Counsel litigating nursing home abuse cases have always had to take into account whether a facility had complied with some type of CMS staffing criteria or regulation. Counsel need to consider whether the minimum requirements will offer any kind of safe harbor or simply set up another battle over the admissibility of violations or of negligent hiring. Because the new rules require input from nursing home leadership, the rules could expose certain members of that group to additional liability and make their testimony more important to establishing or disputing liability.

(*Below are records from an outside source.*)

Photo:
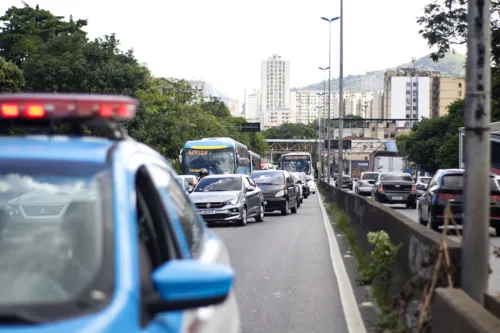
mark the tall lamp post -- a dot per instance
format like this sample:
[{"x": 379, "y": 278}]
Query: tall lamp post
[
  {"x": 324, "y": 69},
  {"x": 319, "y": 145},
  {"x": 329, "y": 20}
]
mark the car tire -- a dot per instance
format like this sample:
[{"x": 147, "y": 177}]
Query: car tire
[
  {"x": 244, "y": 217},
  {"x": 260, "y": 216},
  {"x": 286, "y": 209}
]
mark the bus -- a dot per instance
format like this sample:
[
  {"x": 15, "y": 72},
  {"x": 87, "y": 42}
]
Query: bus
[
  {"x": 297, "y": 162},
  {"x": 256, "y": 163},
  {"x": 495, "y": 148},
  {"x": 217, "y": 155}
]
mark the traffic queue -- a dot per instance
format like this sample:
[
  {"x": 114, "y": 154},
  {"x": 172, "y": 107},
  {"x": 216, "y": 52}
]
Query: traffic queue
[{"x": 234, "y": 198}]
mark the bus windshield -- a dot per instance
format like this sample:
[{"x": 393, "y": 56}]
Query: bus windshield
[
  {"x": 216, "y": 161},
  {"x": 297, "y": 163}
]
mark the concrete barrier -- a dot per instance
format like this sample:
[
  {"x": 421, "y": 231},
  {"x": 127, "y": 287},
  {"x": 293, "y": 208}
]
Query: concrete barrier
[{"x": 413, "y": 264}]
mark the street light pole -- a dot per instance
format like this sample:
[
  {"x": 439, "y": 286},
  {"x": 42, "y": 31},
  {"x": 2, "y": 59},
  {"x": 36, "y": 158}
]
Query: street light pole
[
  {"x": 328, "y": 130},
  {"x": 477, "y": 116},
  {"x": 341, "y": 99}
]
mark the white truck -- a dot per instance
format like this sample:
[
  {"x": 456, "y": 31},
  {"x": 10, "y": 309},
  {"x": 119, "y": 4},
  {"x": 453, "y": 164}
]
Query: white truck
[{"x": 386, "y": 162}]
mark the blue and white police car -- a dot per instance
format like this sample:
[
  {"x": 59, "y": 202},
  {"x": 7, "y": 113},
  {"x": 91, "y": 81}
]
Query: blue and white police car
[{"x": 96, "y": 235}]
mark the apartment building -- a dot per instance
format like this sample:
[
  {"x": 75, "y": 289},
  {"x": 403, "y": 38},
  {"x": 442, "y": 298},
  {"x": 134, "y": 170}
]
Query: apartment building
[{"x": 275, "y": 91}]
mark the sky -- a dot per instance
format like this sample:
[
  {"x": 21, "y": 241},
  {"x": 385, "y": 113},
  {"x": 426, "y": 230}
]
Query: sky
[{"x": 224, "y": 41}]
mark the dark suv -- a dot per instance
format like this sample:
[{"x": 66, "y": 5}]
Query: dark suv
[{"x": 279, "y": 190}]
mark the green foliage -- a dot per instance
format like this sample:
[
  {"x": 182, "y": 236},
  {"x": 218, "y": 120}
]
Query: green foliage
[
  {"x": 11, "y": 77},
  {"x": 444, "y": 24},
  {"x": 43, "y": 53}
]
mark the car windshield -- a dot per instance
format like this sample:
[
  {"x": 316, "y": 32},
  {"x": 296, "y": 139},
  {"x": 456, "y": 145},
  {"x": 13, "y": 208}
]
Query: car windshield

Listen as our experienced panel discusses the new staffing regulations and provide compliance suggestions, record keeping, and how they affect bringing or defending abuse cases alleging understaffing or negligent training, supervision, or hiring.
Presented By
Michael Brusca is a partner at Davis & Brusca, LLC and resides in Jenkintown, Pennsylvania. He holds a juris doctor (JD) from the Temple University School of Law. Since 2009, Michael has devoted his practice to representing vulnerable people and their families in abuse, neglect, and death cases in nursing homes, rehabs, assisted-living facilities, group homes, and hospitals. Education: JD, Temple University School of Law, 2002
Mr. Klele is a dedicated and knowledgeable healthcare attorney. He represents numerous clients in the healthcare industry, including group practices, ambulatory surgery centers, urgent care centers, telemedicine providers, laboratories, medispas, infusion centers, healthcare service firms, home health agencies, imaging centers, addiction centers, senior living facilities, management service organizations (MSOs), pharmacies, hospitals, and rural clinics, among others. Mr. Klele is well-versed in healthcare litigation, regulatory compliance matters, and transactional matters, providing comprehensive legal support to his clients. He is an experienced litigator, and with extensive knowledge of regulatory issues, Mr. Klele represents healthcare clients in a wide range of disputes including payor audits, healthcare reimbursement issues, including ERISA, and claims involving the federal False Claims Act and its state equivalents. He also represents his clients in contract disputes, partnership disputes, facility construction disputes, non-compete actions, as well as other general litigation matters. Additionally, Mr. Klele represents individual physicians and other healthcare professionals before their respective boards for investigations and disciplinary actions, as well as in other licensing matters.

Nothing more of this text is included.